The definition sums up the scientific aspects raised in the literature and describes a plant biostimulant as “a substance or micro-organism that, when applied to seeds, plants, or the rhizosphere, stimulates natural processes to enhance or benefit nutrient uptake, nutrient efficiency, tolerance to abiotic stress, or crop quality and yield”.
Nevertheless, du Jardin [13] identified in a review study seven categories of biostimulants: (i) humic and fulvic acids, (ii) protein hydrolysates and other N-containing compounds, (iii) seaweed extracts and botanicals, (iv) chitosan and other biopolymers, (v) inorganic compounds, (vi) beneficial fungi and (vii) beneficial bacteria. This emerging field of research is very promising and represents one of the fundamental management aspects of agro-systems to reach sustainable agriculture that is more resilient to climate change and able to feed the increasing population [14].
Therefore, the literature still needs to explore different research aspects related to the biostimulant categories and their use in agriculture to answer evolving enquiries that arise with the technological advances in this field.

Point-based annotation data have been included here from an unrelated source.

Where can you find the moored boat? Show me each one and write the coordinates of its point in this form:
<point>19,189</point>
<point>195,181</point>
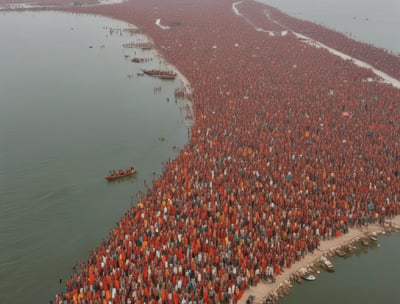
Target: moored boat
<point>309,277</point>
<point>160,74</point>
<point>373,238</point>
<point>113,175</point>
<point>327,264</point>
<point>340,252</point>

Recently, algae have proved to contain natural active compounds with biostimulation and/or bioregulation effects [15], e.g., phytohormones, hormone-like substances, vitamins, antibiotics, amino acids, and primary, secondary and micro-nutrients.

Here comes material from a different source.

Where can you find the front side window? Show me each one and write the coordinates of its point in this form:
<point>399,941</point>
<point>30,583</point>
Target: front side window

Even though several forms of applying algal constituents have been reported in the literature, algal extracts from seaweed have proved to be the most efficient in terms of growth enhancement and stress tolerance [16,17,18]. Indeed, Mutale-joan et al. [16] have tested 15 different Crude Bio-Extracts (CBEs) obtained from acid hydrolysis of microalgae on tomato plant growth, chlorophyll content, nutrient uptake and metabolite profile. The authors have recorded positive effects on plant development, particularly, significant root and shoot length improvement and increased nutrients uptake. Further, Shukla et al. [17] have reviewed the ability of Ascophyllum Nodosum Extracts (ANE) to improve plant growth and agricultural productivity and have confirmed the plant growth promotion, the improvement of root/microbe interactions and nutrient use efficiency in plants and enhancement of plant tolerance to abiotic and/or biotic stresses. Finally, Michalak et al. [18] have successfully tested different seaweed extracts to enhance carotenoid and chlorophyll content in plant shoots and develop root thickness and above-ground biomass.

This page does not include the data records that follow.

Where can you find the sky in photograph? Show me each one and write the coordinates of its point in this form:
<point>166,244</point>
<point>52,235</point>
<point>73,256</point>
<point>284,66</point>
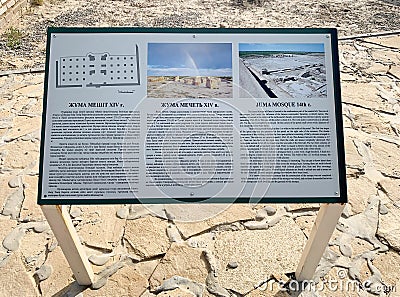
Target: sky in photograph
<point>189,59</point>
<point>282,47</point>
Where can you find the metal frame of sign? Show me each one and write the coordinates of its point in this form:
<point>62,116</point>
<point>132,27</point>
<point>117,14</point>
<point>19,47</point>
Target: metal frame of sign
<point>60,220</point>
<point>338,195</point>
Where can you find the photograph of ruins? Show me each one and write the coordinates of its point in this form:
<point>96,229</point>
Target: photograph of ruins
<point>189,70</point>
<point>282,70</point>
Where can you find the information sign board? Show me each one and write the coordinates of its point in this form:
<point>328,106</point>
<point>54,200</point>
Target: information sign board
<point>149,115</point>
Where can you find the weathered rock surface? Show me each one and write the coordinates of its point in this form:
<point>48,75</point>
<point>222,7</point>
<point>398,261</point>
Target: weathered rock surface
<point>15,280</point>
<point>232,214</point>
<point>147,237</point>
<point>259,254</point>
<point>183,261</point>
<point>127,282</point>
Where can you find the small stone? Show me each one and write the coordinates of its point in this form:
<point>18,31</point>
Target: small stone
<point>123,213</point>
<point>75,213</point>
<point>147,236</point>
<point>14,182</point>
<point>100,260</point>
<point>383,209</point>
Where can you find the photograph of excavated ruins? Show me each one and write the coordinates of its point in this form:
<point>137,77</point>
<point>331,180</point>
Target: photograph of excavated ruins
<point>189,70</point>
<point>294,70</point>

In this context, this paper proposes to explore the category of seaweed extracts produced by Timac Agro Italia, the Italian holding of the French multinational Groupe Roullier, a world leader in the field of plant nutrition, with the largest private research centre in Europe dedicated to plant physiology and nutrition and investing in these technologies. The selection of the trial crop also has significance, because pears are one of the major fruits of temperate climates, grown in almost all four corners of the world, reaching a total harvested area of 1.5 million hectares in 2018 and over 23.5 million tons of production according to FAOSTAT [19] (Figure 1). The tree belongs to two species: the common pear cultivated mainly in Europe, the Near East, America and Australia and known as the European pear (Pyrus communis L.) given its European descendants and the Nashi or Oriental pear (Pyrus pyrifolia) widely grown in Asia.

2. Materials and Methods

The experiment was carried out in Emilia Romagna (Italy) at an Abate Fetel orchard for the relevance of this cultivar in Italy, which happens to be the main producer of pears in Europe [20], the third producer in the world in terms of area harvest and the second after China in terms of total production.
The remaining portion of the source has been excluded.